Ma la vera e più completa dimensione religiosa del Sabato, si realizza nella pratica personale. Per un osservatore esterno, risulta spesso difficile comprendere il particolare rigore che queste norme ebraiche esprimono. Infatti, non è soltanto proibito lavorare (salvo che da questa astensione, derivi un pericolo per la vita del prossimo), ma sono interdette anche molte altre attività che apparentemente non hanno rapporti con il lavoro, quanto più con le azioni: scrivere, cucinare, trasportare oggetti per la strada, accendere la luce, viaggiare in automobile. Difatti non si tratta di lavoro nel senso ordinario del termine, ma di qualsiasi azione intelligente con la quale l’uomo modifica la realtà che lo circonda; ecco perché il raggio del divieto è così ampio. Ma qual è la logica del divieto? La risposta è semplice. Con tali gesti, l’uomo dimostra la sua qualità di essere intelligente che domina la natura; se l’uomo non dimostra di essere capace, per un giorno alla settimana, di liberarsi da questa sua potenza, ciò potrebbe diventare anche un vincolo che lo inchioda ad una forma di idolatria; se invece l’uomo se ne libera per un giorno, da un certo punto di vista riconosce che il vero creatore e trasformatore dell’Universo è Dio, e dall’altro lato riscopre, insieme ai suoi limiti oggettivi, gli aspetti più profondi e più elevati della sua natura umana che, liberata dai vincoli del lavoro, si concentra esclusivamente sulla propria spiritualità, riappropriandosene. I testi rabbinici esprimono tale concetto con l’immagine simbolica di una "anima supplementare" che di Sabato si aggiunge a quella di ognuno.
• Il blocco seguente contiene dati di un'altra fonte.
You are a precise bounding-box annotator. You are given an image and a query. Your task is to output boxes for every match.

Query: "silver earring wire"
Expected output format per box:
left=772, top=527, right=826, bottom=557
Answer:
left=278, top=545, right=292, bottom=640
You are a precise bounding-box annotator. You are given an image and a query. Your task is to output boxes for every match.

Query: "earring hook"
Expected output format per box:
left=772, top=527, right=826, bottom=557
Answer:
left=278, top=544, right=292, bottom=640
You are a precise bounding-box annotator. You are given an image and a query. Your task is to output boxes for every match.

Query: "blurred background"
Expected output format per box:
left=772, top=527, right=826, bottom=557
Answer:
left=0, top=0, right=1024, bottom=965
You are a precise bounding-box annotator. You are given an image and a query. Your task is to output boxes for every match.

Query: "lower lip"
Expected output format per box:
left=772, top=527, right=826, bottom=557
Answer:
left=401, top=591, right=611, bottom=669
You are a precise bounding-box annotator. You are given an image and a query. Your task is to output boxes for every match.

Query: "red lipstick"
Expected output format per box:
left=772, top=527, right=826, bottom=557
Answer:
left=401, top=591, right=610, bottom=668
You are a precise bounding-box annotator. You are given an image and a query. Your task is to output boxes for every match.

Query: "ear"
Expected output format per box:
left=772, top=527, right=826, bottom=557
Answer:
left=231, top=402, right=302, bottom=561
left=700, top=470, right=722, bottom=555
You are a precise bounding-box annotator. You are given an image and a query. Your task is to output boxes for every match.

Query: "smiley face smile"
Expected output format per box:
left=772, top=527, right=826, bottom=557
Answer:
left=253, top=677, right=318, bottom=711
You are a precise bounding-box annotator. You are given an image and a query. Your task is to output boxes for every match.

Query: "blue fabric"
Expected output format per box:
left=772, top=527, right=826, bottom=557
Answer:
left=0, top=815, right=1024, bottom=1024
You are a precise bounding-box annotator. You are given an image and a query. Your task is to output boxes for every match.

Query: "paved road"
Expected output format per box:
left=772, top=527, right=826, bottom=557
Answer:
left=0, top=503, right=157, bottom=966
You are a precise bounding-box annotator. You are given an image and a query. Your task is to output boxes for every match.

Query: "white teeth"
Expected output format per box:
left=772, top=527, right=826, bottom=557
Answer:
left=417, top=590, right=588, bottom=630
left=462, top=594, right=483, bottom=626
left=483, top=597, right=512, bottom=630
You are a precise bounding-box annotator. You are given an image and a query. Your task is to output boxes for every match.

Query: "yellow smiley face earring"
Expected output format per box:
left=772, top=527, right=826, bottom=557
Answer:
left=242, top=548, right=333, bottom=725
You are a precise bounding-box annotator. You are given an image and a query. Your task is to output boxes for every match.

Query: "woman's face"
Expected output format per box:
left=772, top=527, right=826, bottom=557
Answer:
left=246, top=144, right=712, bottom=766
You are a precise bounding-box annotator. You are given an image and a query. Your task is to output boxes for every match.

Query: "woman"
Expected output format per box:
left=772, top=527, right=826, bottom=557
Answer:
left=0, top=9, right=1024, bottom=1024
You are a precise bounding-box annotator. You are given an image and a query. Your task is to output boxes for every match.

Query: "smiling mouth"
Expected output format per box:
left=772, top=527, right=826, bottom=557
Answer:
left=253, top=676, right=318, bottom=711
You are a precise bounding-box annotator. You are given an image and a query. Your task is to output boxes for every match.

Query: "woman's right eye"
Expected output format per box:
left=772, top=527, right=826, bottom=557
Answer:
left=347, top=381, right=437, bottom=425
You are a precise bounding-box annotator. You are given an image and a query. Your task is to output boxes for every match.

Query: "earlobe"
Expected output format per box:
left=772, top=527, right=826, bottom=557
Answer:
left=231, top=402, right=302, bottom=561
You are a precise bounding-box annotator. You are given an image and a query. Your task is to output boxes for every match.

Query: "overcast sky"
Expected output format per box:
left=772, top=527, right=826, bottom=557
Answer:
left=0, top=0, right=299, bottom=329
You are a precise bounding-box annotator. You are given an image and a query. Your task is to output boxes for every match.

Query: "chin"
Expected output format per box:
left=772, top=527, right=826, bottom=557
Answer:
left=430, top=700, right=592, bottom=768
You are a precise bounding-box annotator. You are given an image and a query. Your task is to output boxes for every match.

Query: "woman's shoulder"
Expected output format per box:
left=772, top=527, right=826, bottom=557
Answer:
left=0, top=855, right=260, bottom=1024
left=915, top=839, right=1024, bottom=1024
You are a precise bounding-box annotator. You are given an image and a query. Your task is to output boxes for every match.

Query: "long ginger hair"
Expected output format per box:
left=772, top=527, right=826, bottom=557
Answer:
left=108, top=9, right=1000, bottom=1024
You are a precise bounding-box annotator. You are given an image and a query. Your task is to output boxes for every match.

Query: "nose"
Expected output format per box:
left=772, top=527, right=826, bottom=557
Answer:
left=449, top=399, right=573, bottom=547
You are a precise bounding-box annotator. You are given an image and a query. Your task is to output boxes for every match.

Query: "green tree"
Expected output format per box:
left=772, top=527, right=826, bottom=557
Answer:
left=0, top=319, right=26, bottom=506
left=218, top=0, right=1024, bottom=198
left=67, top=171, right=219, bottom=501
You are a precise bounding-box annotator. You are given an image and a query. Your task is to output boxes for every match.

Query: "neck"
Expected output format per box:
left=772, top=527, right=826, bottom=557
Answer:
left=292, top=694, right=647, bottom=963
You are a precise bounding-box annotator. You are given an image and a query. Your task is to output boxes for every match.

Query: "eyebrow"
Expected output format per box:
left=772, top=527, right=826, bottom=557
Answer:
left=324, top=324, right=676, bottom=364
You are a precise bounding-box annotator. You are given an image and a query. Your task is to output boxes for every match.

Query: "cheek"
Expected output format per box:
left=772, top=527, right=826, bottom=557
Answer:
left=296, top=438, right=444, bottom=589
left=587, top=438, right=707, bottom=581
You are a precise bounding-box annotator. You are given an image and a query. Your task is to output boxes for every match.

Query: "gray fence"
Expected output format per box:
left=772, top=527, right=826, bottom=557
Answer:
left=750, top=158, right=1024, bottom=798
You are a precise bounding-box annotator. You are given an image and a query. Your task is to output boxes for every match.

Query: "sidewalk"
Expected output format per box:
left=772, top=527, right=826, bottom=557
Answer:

Proprio perché alla fine del Sabato si crede quest’anima se ne vada, lasciando ai fedeli il peso della ripresa della quotidiana lotta per l’esistenza, anche l’uscita del Sabato viene segnalata con una breve cerimonia liturgica di "separazione", in cui si respirano dei profumi per sostenere simbolicamente l’anima abbandonata, e si riaccende un fuoco per segnalare la riappropriazione della forza trasformatrice della natura.

 

1) PREGHIERE FONDAMENTALI DELL’EBRAISMO

 

La vita liturgica ebraica è scandita, come si è detto, da momenti di preghiera che hanno il loro modello originario nel culto del Tempio di . In queste occasioni, sia che il fedele si trovi in Sinagoga, sia che si trovi altrove e da solo, in ogni caso vengono recitate delle preghiere secondo un ordine ben determinato. Il processo di elaborazione di un formulario di preghiere (Siddur) è durato per secoli, con la progressiva aggiunta di brani di poesia religiosa; ma nelle sue linee essenziali, le principali preghiere ebraiche erano già state fissate nell’epoca della formazione del Talmud (V-VI secolo). In rapida successione consideriamone alcune tra le più importanti. La prima, che non è essenzialmente una preghiera, ma una sorta di dichiarazione di fede è detta Shemà, cioè "ascolta", dalla sua prima parola; è una combinazione di tre brani biblici (Deuteronomio 6:4-8; 11:13-21; Numeri 15:37-41), di cui il primo in particolare risalta per la sua importanza, proponendo il tema della fede in un Dio unico: "Ascolta Israele, il Signore è nostro Dio, il Signore è uno”: poi, al testo biblico, viene aggiunta questa frase: “Benedetto il nome della sua gloria in eterno. Amerai il Signore tuo Dio con tutto il tuo cuore, con tutta la tua persona e con tutto il tuo vigore. Queste parole che ti comando oggi saranno sul tuo cuore; le inculcherai ai tuoi figli e ne parlerai con loro, quando stai a casa e quando cammini per la strada, quando ti corichi e quando ti alzi. Le legherai come segno sul tuo braccio e saranno come segnali tra i tuoi occhi. Le scriverai sugli stipiti della tua casa e sulle tue porte." I brani successivi trattano il tema della punizione e della ricompensa, nel ricordo dell’uscita dall’ Egitto. Lo Shemà, preso alla lettera, viene recitato due volte al giorno, nella preghiera del mattino e poi in quella serale: in quest’ultimo caso al momento di coricarsi. Nella lettura sinagogale, esso viene preceduto e seguito da formule di benedizione, che esaltano l’opera della creazione, il regno divino e l’amore per il popolo d’Israele a ricordo degli interventi miracolosi di Dio, narrati nella Scrittura. In tal modo, viene esaltata l’importanza della lettura dello Shemà, che diventa la dichiarazione elementare ed essenziale della fede ebraica, ripetuta, oltre che nella quotidianità, anche all’orecchio di chi sta per lasciare questa vita.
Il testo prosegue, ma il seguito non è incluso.